Since state-owned ICBC invested US$5.6-billion in 2008 to become the biggest shareholder in South Africa’s Standard Bank, the largest in Africa by assets, the two banks have provided US$8.5-billion in financing for 35 projects across the continent. This, in turn, has stimulated an estimated US$23-billion in Chinese investment in Africa.
Canadian government officials have already begun talking to African officials about working with a new African free-trade bloc. The free-trade zone, which is expected to begin taking effect as early as next year, would eventually include as many as 55 countries – more than any other trade agreement since the formation of the World Trade Organization.
Canada’s Ivanhoe Mines Ltd., which is developing major platinum and copper mines in South Africa and the Democratic Republic of the Congo, announced last month that it is selling 19.9 per cent of the company to China’s state-owned CITIC Metal, giving China a big new stake in African mineral resources. It was the latest sign of China’s growing appetite for investment opportunities there.

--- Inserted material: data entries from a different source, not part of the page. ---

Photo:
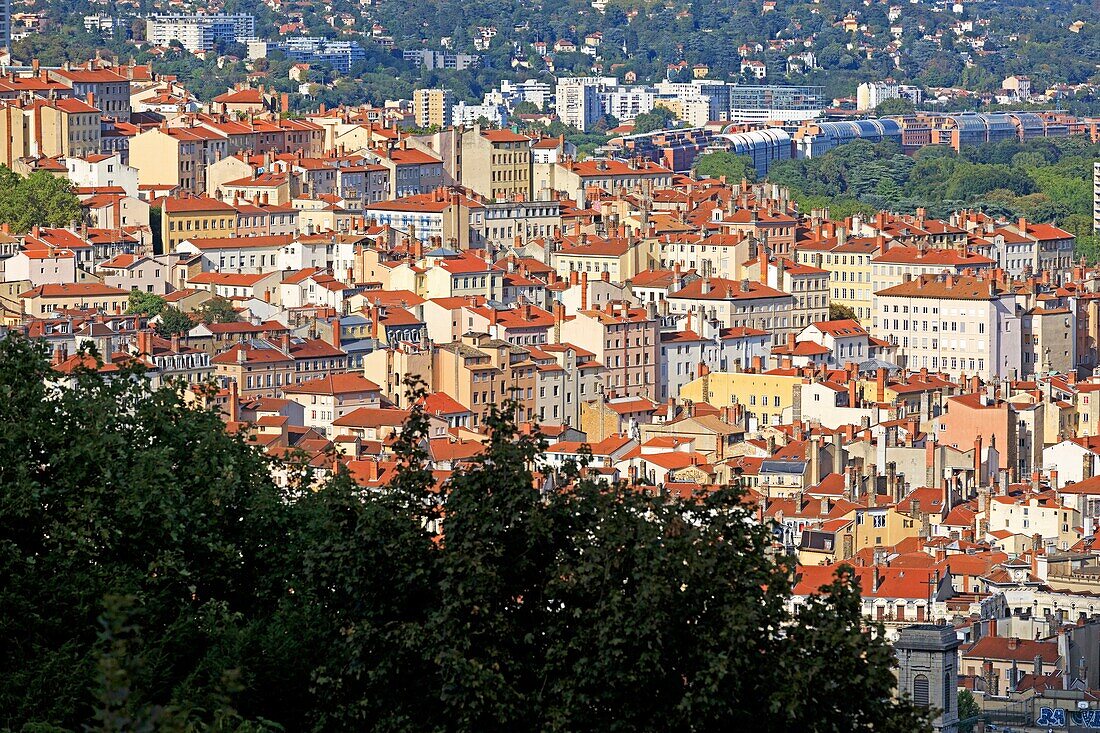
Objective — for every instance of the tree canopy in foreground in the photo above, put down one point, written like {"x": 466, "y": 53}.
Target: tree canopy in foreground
{"x": 157, "y": 579}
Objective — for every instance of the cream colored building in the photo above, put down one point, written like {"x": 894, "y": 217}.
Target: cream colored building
{"x": 768, "y": 398}
{"x": 431, "y": 108}
{"x": 496, "y": 164}
{"x": 954, "y": 325}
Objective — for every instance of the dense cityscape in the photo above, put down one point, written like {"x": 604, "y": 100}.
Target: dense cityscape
{"x": 612, "y": 365}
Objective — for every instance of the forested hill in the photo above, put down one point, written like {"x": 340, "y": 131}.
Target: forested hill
{"x": 923, "y": 43}
{"x": 1047, "y": 181}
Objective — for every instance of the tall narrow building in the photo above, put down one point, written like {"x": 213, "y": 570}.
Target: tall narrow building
{"x": 927, "y": 671}
{"x": 432, "y": 108}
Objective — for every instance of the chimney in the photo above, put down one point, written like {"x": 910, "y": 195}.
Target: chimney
{"x": 815, "y": 449}
{"x": 336, "y": 332}
{"x": 977, "y": 461}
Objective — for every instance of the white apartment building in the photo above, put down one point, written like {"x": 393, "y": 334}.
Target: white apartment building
{"x": 470, "y": 115}
{"x": 539, "y": 94}
{"x": 102, "y": 172}
{"x": 199, "y": 32}
{"x": 870, "y": 95}
{"x": 625, "y": 104}
{"x": 1096, "y": 196}
{"x": 578, "y": 100}
{"x": 957, "y": 325}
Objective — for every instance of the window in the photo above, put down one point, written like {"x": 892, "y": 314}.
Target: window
{"x": 921, "y": 690}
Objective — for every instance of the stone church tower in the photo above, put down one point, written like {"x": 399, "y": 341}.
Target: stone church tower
{"x": 927, "y": 671}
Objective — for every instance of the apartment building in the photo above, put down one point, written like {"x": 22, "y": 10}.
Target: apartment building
{"x": 626, "y": 341}
{"x": 64, "y": 128}
{"x": 737, "y": 304}
{"x": 53, "y": 297}
{"x": 105, "y": 88}
{"x": 431, "y": 108}
{"x": 496, "y": 164}
{"x": 263, "y": 367}
{"x": 848, "y": 263}
{"x": 898, "y": 264}
{"x": 578, "y": 101}
{"x": 195, "y": 217}
{"x": 176, "y": 157}
{"x": 957, "y": 325}
{"x": 199, "y": 32}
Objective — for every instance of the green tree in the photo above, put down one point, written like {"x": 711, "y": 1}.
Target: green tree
{"x": 894, "y": 107}
{"x": 735, "y": 167}
{"x": 526, "y": 108}
{"x": 217, "y": 310}
{"x": 40, "y": 199}
{"x": 838, "y": 312}
{"x": 146, "y": 304}
{"x": 658, "y": 119}
{"x": 173, "y": 320}
{"x": 157, "y": 578}
{"x": 968, "y": 711}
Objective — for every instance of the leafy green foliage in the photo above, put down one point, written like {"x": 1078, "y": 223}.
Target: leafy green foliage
{"x": 39, "y": 200}
{"x": 968, "y": 710}
{"x": 217, "y": 310}
{"x": 838, "y": 312}
{"x": 658, "y": 119}
{"x": 173, "y": 320}
{"x": 1046, "y": 179}
{"x": 723, "y": 163}
{"x": 146, "y": 304}
{"x": 894, "y": 107}
{"x": 157, "y": 578}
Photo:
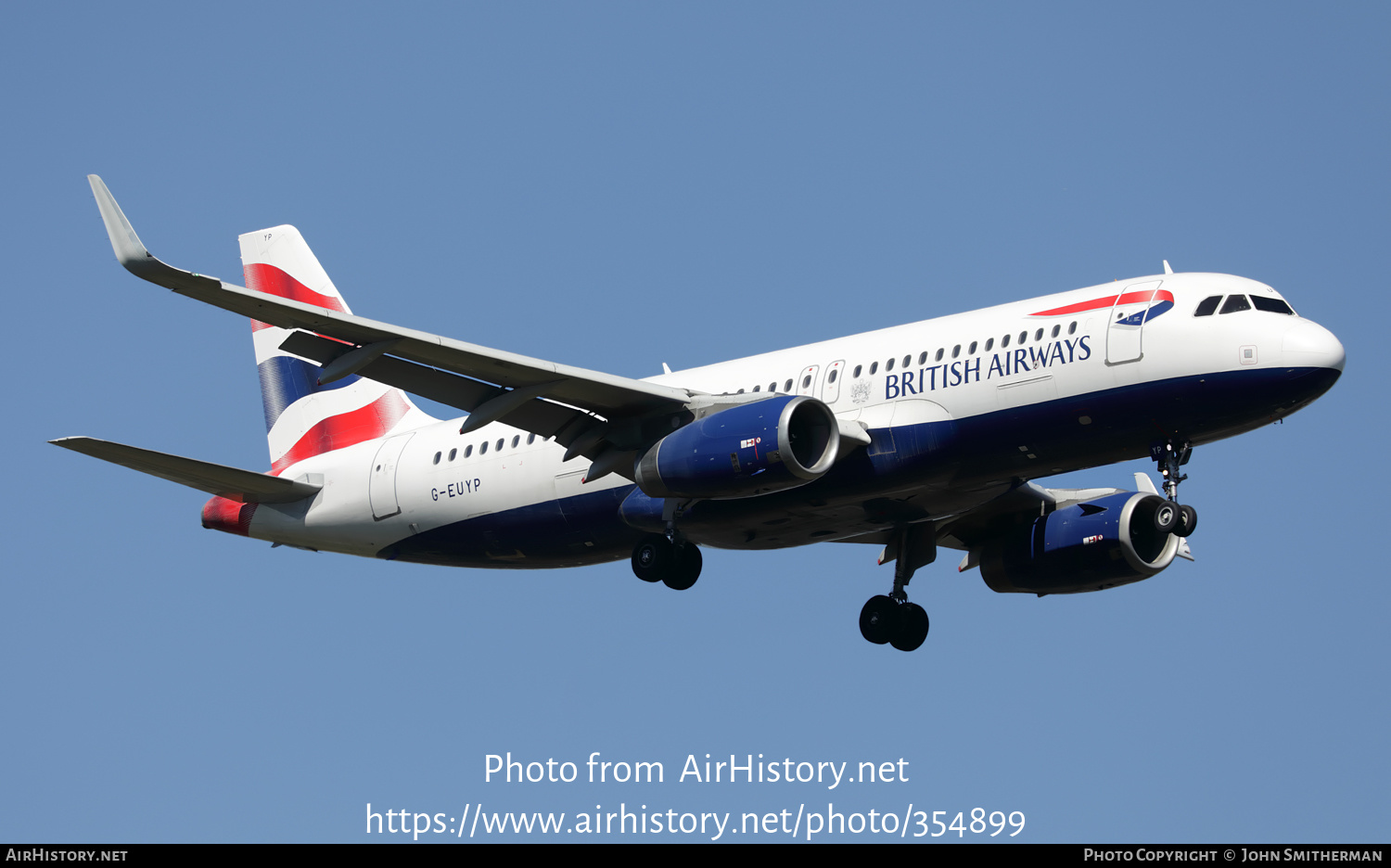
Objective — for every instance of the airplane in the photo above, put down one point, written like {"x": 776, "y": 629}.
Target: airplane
{"x": 912, "y": 439}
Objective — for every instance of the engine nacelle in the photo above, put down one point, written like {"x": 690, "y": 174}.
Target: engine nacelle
{"x": 1084, "y": 547}
{"x": 743, "y": 451}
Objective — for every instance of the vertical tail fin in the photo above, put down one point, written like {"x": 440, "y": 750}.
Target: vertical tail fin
{"x": 303, "y": 417}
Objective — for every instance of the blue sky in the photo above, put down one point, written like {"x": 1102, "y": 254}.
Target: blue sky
{"x": 615, "y": 186}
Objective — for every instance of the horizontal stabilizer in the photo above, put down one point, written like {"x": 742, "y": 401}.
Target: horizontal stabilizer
{"x": 231, "y": 483}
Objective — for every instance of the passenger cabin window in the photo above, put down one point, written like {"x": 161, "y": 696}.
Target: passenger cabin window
{"x": 1207, "y": 306}
{"x": 1270, "y": 305}
{"x": 1234, "y": 303}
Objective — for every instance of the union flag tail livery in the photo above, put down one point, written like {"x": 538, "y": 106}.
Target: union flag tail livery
{"x": 305, "y": 417}
{"x": 910, "y": 439}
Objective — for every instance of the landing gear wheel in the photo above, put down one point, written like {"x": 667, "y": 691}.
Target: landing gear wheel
{"x": 1168, "y": 517}
{"x": 878, "y": 619}
{"x": 1187, "y": 520}
{"x": 653, "y": 558}
{"x": 686, "y": 568}
{"x": 912, "y": 628}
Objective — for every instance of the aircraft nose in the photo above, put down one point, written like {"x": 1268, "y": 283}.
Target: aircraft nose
{"x": 1312, "y": 345}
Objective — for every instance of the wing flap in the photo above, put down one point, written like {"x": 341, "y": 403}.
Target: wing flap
{"x": 231, "y": 483}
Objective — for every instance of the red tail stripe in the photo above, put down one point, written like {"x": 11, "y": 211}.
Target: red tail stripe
{"x": 273, "y": 281}
{"x": 228, "y": 517}
{"x": 347, "y": 430}
{"x": 1143, "y": 295}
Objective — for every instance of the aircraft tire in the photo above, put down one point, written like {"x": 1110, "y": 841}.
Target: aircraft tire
{"x": 653, "y": 558}
{"x": 912, "y": 628}
{"x": 1187, "y": 520}
{"x": 878, "y": 619}
{"x": 686, "y": 568}
{"x": 1168, "y": 517}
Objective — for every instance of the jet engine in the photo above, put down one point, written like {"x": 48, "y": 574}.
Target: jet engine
{"x": 743, "y": 451}
{"x": 1082, "y": 547}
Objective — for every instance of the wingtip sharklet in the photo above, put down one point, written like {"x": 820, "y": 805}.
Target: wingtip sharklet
{"x": 133, "y": 253}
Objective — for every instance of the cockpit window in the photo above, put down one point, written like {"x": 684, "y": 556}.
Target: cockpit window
{"x": 1207, "y": 306}
{"x": 1270, "y": 305}
{"x": 1234, "y": 303}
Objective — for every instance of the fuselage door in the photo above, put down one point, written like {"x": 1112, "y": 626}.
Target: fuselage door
{"x": 807, "y": 380}
{"x": 381, "y": 487}
{"x": 831, "y": 392}
{"x": 1124, "y": 336}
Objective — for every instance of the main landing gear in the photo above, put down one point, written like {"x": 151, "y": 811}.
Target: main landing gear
{"x": 1173, "y": 517}
{"x": 673, "y": 562}
{"x": 668, "y": 558}
{"x": 893, "y": 619}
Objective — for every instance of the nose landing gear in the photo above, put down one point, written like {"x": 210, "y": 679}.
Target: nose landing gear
{"x": 1173, "y": 517}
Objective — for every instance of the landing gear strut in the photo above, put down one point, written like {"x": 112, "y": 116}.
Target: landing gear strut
{"x": 1173, "y": 517}
{"x": 893, "y": 619}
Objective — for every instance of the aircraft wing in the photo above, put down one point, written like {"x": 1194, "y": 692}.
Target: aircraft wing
{"x": 583, "y": 409}
{"x": 231, "y": 483}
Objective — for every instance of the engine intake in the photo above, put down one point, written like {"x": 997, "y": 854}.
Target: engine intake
{"x": 1084, "y": 547}
{"x": 743, "y": 451}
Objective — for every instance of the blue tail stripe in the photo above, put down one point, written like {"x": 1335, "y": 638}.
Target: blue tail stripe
{"x": 286, "y": 380}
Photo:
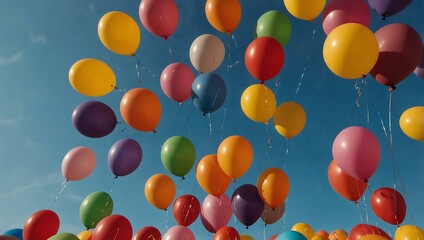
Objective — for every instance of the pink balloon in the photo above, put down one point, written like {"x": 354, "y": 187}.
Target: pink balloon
{"x": 357, "y": 152}
{"x": 339, "y": 12}
{"x": 78, "y": 163}
{"x": 216, "y": 212}
{"x": 179, "y": 233}
{"x": 159, "y": 17}
{"x": 176, "y": 80}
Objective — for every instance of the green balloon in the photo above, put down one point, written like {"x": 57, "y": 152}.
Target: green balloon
{"x": 178, "y": 155}
{"x": 274, "y": 24}
{"x": 94, "y": 208}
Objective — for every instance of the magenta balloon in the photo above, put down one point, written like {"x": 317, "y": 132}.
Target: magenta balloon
{"x": 78, "y": 163}
{"x": 159, "y": 17}
{"x": 339, "y": 12}
{"x": 215, "y": 212}
{"x": 357, "y": 152}
{"x": 176, "y": 80}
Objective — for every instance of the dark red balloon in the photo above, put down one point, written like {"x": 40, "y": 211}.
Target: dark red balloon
{"x": 148, "y": 233}
{"x": 389, "y": 205}
{"x": 41, "y": 225}
{"x": 264, "y": 58}
{"x": 186, "y": 209}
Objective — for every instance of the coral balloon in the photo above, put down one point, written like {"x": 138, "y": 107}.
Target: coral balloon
{"x": 258, "y": 103}
{"x": 119, "y": 33}
{"x": 159, "y": 17}
{"x": 92, "y": 77}
{"x": 78, "y": 163}
{"x": 273, "y": 186}
{"x": 223, "y": 15}
{"x": 141, "y": 109}
{"x": 350, "y": 50}
{"x": 289, "y": 119}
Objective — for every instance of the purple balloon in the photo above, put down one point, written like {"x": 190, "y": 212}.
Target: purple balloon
{"x": 124, "y": 157}
{"x": 247, "y": 204}
{"x": 94, "y": 119}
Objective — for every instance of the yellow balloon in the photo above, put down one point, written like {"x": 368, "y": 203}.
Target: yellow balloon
{"x": 258, "y": 103}
{"x": 289, "y": 119}
{"x": 412, "y": 123}
{"x": 305, "y": 9}
{"x": 92, "y": 77}
{"x": 119, "y": 33}
{"x": 304, "y": 229}
{"x": 351, "y": 50}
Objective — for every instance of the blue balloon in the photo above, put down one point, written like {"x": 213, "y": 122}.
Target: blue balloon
{"x": 208, "y": 92}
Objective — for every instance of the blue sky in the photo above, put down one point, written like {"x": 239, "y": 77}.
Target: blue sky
{"x": 39, "y": 42}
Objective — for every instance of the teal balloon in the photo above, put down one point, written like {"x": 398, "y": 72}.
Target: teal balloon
{"x": 178, "y": 155}
{"x": 94, "y": 208}
{"x": 274, "y": 24}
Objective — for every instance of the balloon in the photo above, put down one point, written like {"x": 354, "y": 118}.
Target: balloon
{"x": 159, "y": 17}
{"x": 235, "y": 154}
{"x": 388, "y": 7}
{"x": 124, "y": 156}
{"x": 186, "y": 209}
{"x": 389, "y": 205}
{"x": 272, "y": 215}
{"x": 95, "y": 207}
{"x": 339, "y": 12}
{"x": 178, "y": 155}
{"x": 247, "y": 204}
{"x": 363, "y": 230}
{"x": 346, "y": 186}
{"x": 208, "y": 92}
{"x": 78, "y": 163}
{"x": 400, "y": 53}
{"x": 264, "y": 58}
{"x": 141, "y": 109}
{"x": 223, "y": 15}
{"x": 207, "y": 53}
{"x": 226, "y": 233}
{"x": 289, "y": 119}
{"x": 305, "y": 9}
{"x": 41, "y": 225}
{"x": 160, "y": 191}
{"x": 215, "y": 212}
{"x": 210, "y": 176}
{"x": 178, "y": 233}
{"x": 92, "y": 77}
{"x": 148, "y": 233}
{"x": 258, "y": 103}
{"x": 357, "y": 152}
{"x": 350, "y": 50}
{"x": 176, "y": 80}
{"x": 273, "y": 186}
{"x": 304, "y": 229}
{"x": 119, "y": 33}
{"x": 94, "y": 119}
{"x": 113, "y": 227}
{"x": 274, "y": 24}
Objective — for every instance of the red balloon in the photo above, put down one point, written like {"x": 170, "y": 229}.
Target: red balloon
{"x": 264, "y": 58}
{"x": 226, "y": 233}
{"x": 186, "y": 209}
{"x": 148, "y": 233}
{"x": 389, "y": 205}
{"x": 113, "y": 227}
{"x": 41, "y": 225}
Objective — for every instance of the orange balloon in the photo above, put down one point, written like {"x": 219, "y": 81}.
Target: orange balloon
{"x": 141, "y": 109}
{"x": 160, "y": 191}
{"x": 273, "y": 186}
{"x": 211, "y": 177}
{"x": 223, "y": 15}
{"x": 235, "y": 155}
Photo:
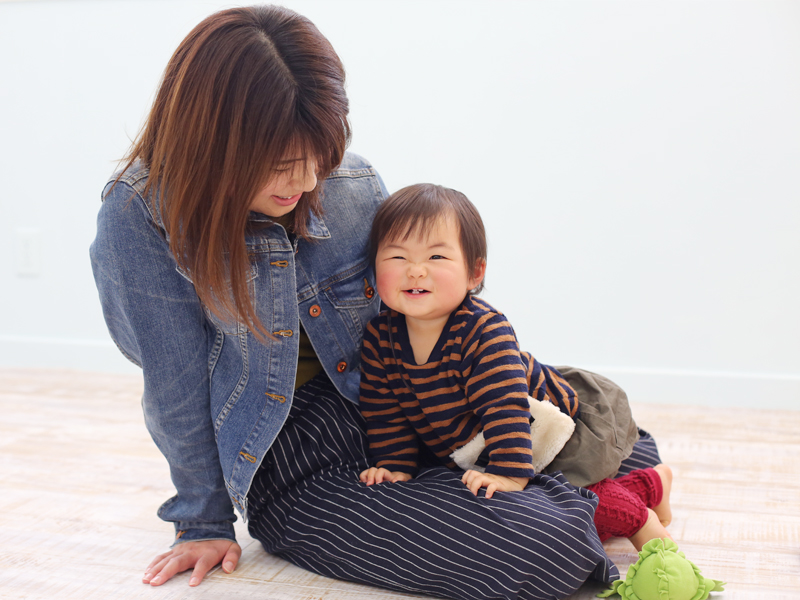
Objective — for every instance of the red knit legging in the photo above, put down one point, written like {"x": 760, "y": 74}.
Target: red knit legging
{"x": 622, "y": 510}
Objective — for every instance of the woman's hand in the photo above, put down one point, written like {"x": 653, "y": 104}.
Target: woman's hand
{"x": 201, "y": 556}
{"x": 475, "y": 480}
{"x": 376, "y": 475}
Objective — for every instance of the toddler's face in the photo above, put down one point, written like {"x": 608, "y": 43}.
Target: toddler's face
{"x": 425, "y": 278}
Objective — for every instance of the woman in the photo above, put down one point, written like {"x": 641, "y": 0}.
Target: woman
{"x": 231, "y": 264}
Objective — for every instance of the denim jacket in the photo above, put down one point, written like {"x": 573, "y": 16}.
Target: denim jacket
{"x": 215, "y": 397}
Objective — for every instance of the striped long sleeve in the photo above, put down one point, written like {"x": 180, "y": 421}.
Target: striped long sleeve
{"x": 476, "y": 379}
{"x": 393, "y": 440}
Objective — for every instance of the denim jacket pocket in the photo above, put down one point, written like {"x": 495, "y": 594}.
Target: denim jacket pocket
{"x": 229, "y": 325}
{"x": 352, "y": 293}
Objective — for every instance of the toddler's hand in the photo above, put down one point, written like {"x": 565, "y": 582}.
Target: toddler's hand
{"x": 475, "y": 480}
{"x": 376, "y": 475}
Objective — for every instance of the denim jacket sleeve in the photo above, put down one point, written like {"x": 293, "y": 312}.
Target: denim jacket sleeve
{"x": 157, "y": 321}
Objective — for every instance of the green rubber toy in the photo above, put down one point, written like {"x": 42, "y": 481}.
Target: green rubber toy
{"x": 663, "y": 573}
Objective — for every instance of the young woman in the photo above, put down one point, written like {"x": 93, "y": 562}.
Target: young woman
{"x": 231, "y": 262}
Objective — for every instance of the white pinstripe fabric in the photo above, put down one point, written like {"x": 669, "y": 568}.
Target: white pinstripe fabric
{"x": 429, "y": 535}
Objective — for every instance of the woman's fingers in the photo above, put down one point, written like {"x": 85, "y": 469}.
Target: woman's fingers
{"x": 202, "y": 567}
{"x": 154, "y": 568}
{"x": 176, "y": 564}
{"x": 232, "y": 558}
{"x": 201, "y": 556}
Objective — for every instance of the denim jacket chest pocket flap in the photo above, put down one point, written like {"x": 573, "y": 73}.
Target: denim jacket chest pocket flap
{"x": 227, "y": 324}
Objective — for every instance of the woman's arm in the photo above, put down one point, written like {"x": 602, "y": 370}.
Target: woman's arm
{"x": 156, "y": 319}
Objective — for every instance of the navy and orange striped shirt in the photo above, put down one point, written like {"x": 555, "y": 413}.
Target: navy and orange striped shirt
{"x": 475, "y": 379}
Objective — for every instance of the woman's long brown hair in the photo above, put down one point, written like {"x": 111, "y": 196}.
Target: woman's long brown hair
{"x": 247, "y": 89}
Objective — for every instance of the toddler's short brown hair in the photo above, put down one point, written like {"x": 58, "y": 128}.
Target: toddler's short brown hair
{"x": 416, "y": 209}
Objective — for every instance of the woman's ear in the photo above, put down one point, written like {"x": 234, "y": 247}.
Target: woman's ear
{"x": 477, "y": 274}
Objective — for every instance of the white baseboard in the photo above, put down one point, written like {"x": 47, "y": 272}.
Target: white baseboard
{"x": 63, "y": 353}
{"x": 663, "y": 386}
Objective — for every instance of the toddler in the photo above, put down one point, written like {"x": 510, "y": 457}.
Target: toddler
{"x": 441, "y": 366}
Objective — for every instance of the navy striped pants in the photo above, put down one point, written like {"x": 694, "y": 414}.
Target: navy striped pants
{"x": 429, "y": 535}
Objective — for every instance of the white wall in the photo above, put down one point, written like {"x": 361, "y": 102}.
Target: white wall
{"x": 636, "y": 163}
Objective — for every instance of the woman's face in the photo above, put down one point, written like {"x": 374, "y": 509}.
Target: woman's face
{"x": 287, "y": 184}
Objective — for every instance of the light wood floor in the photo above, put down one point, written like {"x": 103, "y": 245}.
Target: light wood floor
{"x": 80, "y": 481}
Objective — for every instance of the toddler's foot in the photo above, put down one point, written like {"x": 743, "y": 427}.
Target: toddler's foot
{"x": 652, "y": 529}
{"x": 663, "y": 510}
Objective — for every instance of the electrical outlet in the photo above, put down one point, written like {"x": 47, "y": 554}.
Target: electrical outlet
{"x": 29, "y": 252}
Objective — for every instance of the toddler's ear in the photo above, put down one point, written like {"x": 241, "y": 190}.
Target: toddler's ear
{"x": 478, "y": 274}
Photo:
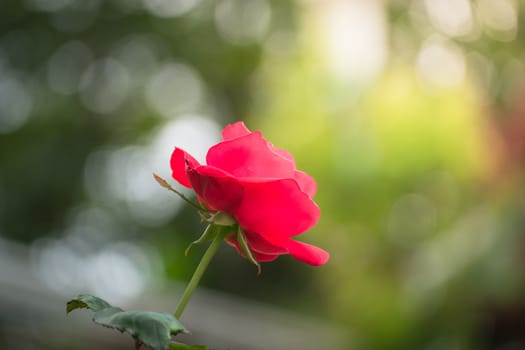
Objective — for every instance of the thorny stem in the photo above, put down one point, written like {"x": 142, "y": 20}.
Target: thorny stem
{"x": 197, "y": 275}
{"x": 166, "y": 185}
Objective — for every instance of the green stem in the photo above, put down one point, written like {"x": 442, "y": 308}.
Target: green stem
{"x": 197, "y": 275}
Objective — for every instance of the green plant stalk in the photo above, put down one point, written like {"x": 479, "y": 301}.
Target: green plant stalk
{"x": 197, "y": 275}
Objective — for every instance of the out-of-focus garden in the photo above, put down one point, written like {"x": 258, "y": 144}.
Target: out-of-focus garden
{"x": 409, "y": 114}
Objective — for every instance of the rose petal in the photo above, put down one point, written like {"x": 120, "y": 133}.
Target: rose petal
{"x": 216, "y": 188}
{"x": 307, "y": 253}
{"x": 277, "y": 208}
{"x": 306, "y": 182}
{"x": 234, "y": 131}
{"x": 178, "y": 161}
{"x": 250, "y": 156}
{"x": 259, "y": 245}
{"x": 260, "y": 257}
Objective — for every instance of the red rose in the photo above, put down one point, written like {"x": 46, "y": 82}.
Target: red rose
{"x": 257, "y": 184}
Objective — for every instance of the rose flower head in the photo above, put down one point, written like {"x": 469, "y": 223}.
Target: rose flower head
{"x": 259, "y": 186}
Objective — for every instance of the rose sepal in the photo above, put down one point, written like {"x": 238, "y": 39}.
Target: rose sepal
{"x": 246, "y": 250}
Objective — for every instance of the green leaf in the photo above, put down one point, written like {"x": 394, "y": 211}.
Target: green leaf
{"x": 222, "y": 218}
{"x": 245, "y": 248}
{"x": 87, "y": 301}
{"x": 180, "y": 346}
{"x": 153, "y": 329}
{"x": 209, "y": 234}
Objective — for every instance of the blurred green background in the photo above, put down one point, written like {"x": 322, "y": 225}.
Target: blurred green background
{"x": 409, "y": 114}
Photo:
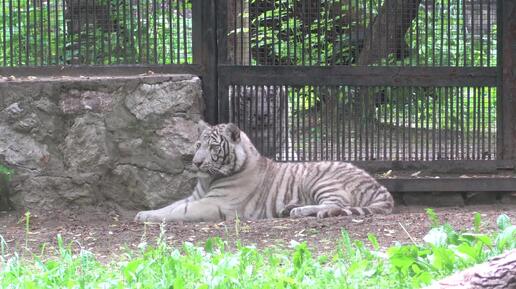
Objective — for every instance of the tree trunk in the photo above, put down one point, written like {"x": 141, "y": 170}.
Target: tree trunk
{"x": 497, "y": 273}
{"x": 387, "y": 33}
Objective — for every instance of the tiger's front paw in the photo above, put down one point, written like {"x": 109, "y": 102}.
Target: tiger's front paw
{"x": 286, "y": 212}
{"x": 298, "y": 212}
{"x": 147, "y": 216}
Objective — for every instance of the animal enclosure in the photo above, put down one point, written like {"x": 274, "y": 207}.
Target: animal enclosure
{"x": 407, "y": 81}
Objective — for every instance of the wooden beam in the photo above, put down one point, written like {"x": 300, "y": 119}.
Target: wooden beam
{"x": 507, "y": 64}
{"x": 92, "y": 70}
{"x": 358, "y": 75}
{"x": 495, "y": 184}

China’s strategy in Africa is both economic and political. It has invested heavily in building relationships with African countries at a time when the United States is neglecting the continent – and insulting it, as evidenced by U.S. President Donald Trump’s crude comments about “shithole” countries.
Chinese President Xi Jinping continues to place a high priority on cultivating African support. He arrived in South Africa on Monday night as part of a five-country tour of Africa and the Middle East – his first overseas trip since his presidential term limit was removed in March. After visiting Senegal and Rwanda, he will meet with South African President Cyril Ramaphosa on Tuesday and will later visit Mauritius as he leaves the continent.
Mr. Xi has described Africa as a “natural ally” for China. The continent was his first overseas destination after becoming head of state in 2013.
While the Chinese President is spending four days in South Africa this week, Mr. Trump has not even appointed an ambassador to the country; the post has been vacant for the entirety of his 18 months in office.
China is also a key supporter of the BRICS bloc of countries – Brazil, Russia, India, China and South Africa – which is holding its annual summit in Johannesburg from Wednesday to Friday.
The tariffs imposed by the Trump administration are not formally on the BRICS summit agenda, but South African Foreign Minister Lindiwe Sisulu said the member countries are “very concerned” about the trade friction.
“The trade wars are a dominant factor in international relations, and we won’t be able to avoid discussing them,” Ms. Sisulu told a presummit briefing on Monday.
Last month, the foreign ministers of the BRICS countries criticized the U.S. tariffs, complaining of a “new wave of protectionism.”
In contrast to the trade wars that have afflicted China at the global level, ICBC and Standard Bank have been pleased with their pioneering partnership in Africa.
Simpiwe Tshabalala, the chief executive of Standard Bank, said the 10-year partnership has brought successful innovations. There are Chinese-speaking financial advisers at his bank’s offices in Johannesburg, and the two banks have created a special credit card for Chinese tourists in Africa.
They are also jointly financing a major hydroelectric project in Zambia and a liquefied natural gas project in Mozambique. The projects are “game changers” in their countries, Mr. Tshabalala said.